Tatsächlich haben sich die Vertrauensindizes des verarbeitenden Gewerbes in den letzten Monaten deutlich abgeschwächt und sind in den USA und der Eurozone in den Bereich der Kontraktion und in China in den Bereich der Stagnation gefallen. Diese Abschwächung der Wirtschaftstätigkeit spiegelt neben der Straffung der Geldpolitik auch die Auflösung der Überkapazitäten nach der Wiedereröffnung des Jahres 2021 wider. Andererseits bleiben die Indikatoren für das Unternehmervertrauen im Dienstleistungssektor, die die Entwicklung der Binnennachfrage in den verschiedenen Bereichen abbilden, sowohl in der Eurozone als auch in China in der Expansionszone. Diese Widerstandsfähigkeit wird durch verschiedene Faktoren gestützt: die nach wie vor positiven Auswirkungen der Steuerpolitik, die gute Arbeitsmarktlage, die Fähigkeit der Verbraucher, auf die sinkende Inflation zu reagieren, und die Wiedereröffnung der Märkte in China nach dem Ende der Corona-Krise.
Das Hauptaugenmerk der Anleger wird in den kommenden Monaten auf dem Ausmass der Konjunkturabschwächung liegen. Dies nicht zuletzt deshalb, weil die Inflation nach wie vor über den Zielvorgaben der Zentralbanken liegt und diese daher die Geldpolitik weiter straffen werden.
In den USA zeigt sich der Inflationsrückgang deutlich in der Gesamtinflationsrate: Sie sank von 9,1 % im Juni letzten Jahres auf 5 % im März. Die Gesamtinflation ist jedoch wieder unter die Kerninflation zurückgefallen, die immer noch bei 5,6 % liegt und dank der immer noch anhaltenden Endnachfrage nur sehr langsam zurückgeht.
Im Vergleich zu den USA hinkt der Inflationszyklus in der Eurozone um einige Monate hinterher. Aber auch hier ist die Trendwende bei der Gesamtinflation in der Jahresveränderung deutlich zu erkennen: Nach einem Höchststand von 10,6 % im Oktober letzten Jahres fiel sie im März auf 6,9 %. In der Eurozone hingegen hat die Kerninflation mit 5,7 % im März im Vergleich zum Vorjahr noch nicht offiziell ihren Höhepunkt erreicht.
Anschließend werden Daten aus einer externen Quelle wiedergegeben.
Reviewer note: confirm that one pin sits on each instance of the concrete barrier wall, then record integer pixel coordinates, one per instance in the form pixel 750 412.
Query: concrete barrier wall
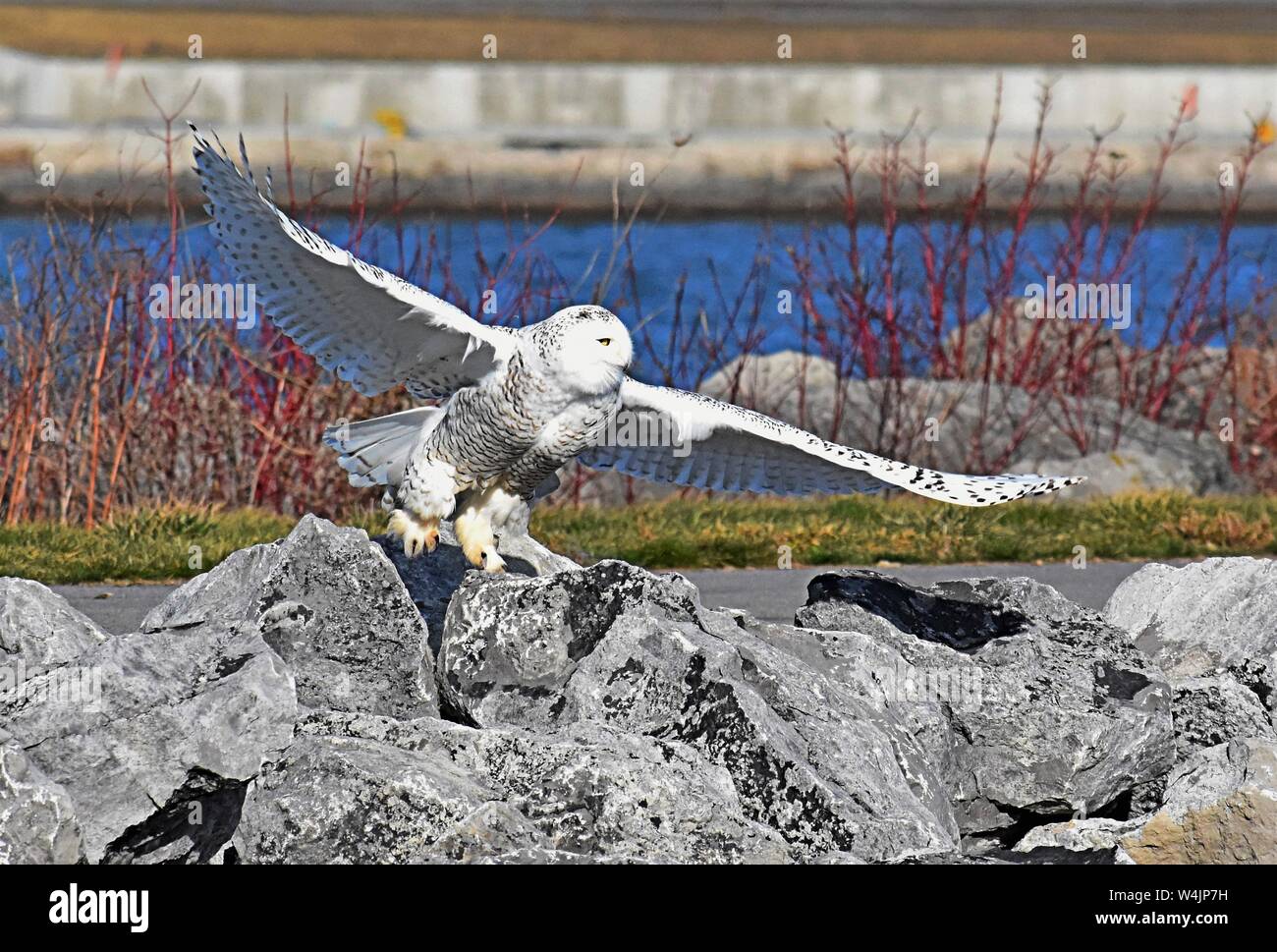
pixel 748 119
Mit Blick auf die Zukunft werden wir in den USA die Wohnkosten im Auge behalten, die im vergangenen Monat erste Anzeichen für eine Abschwächung gezeigt haben. Sollten sich diese bestätigen, könnte die Kerninflation noch stärker zurückgehen.
In der Eurozone dürfte der Höhepunkt der Kerninflation nicht mehr weit entfernt sein, wenn man bedenkt, dass die Gesamtinflation seit fast sechs Monaten rückläufig ist.
Es ist jedoch unwahrscheinlich, dass die Zentralbanken die akkommodierende Wende vorwegnehmen werden, bevor sich der Inflationsrückgang gefestigt hat. Dies gilt insbesondere, wenn man bedenkt, wie wirksam die Zentralbanken eine systemische Ansteckung durch die Bankenturbulenzen verhindert haben.
Just zum Zeitpunkt der Bankenturbulenzen, Mitte März, wurden die Markterwartungen für den Konjunkturzyklus in eine weniger pessimistische Richtung korrigiert. Hierdurch wurde das Endniveau der geldpolitischen Straffung angehoben und der Start der Zinssenkungsphase nach hinten geschoben. Es wird erwartet, dass die Fed die Zinsen um weitere 25 BP auf 5 bis 5,25 % anhebt und dann bis zum Herbst auf dem Niveau belassen wird. Die EZB wiederum wird die Zinsen bis Juli voraussichtlich um 75 BP anheben, wobei der Zielsatz für Einlagen bei 3,75 % liegen wird.
Nachdem der Bankensektor sich stabilisiert hatte, bewegten sich die Märkte eher auf das Szenario einer sanften Verlangsamung des Konjunkturzyklus zu, als auf eine abrupte Abbremsung.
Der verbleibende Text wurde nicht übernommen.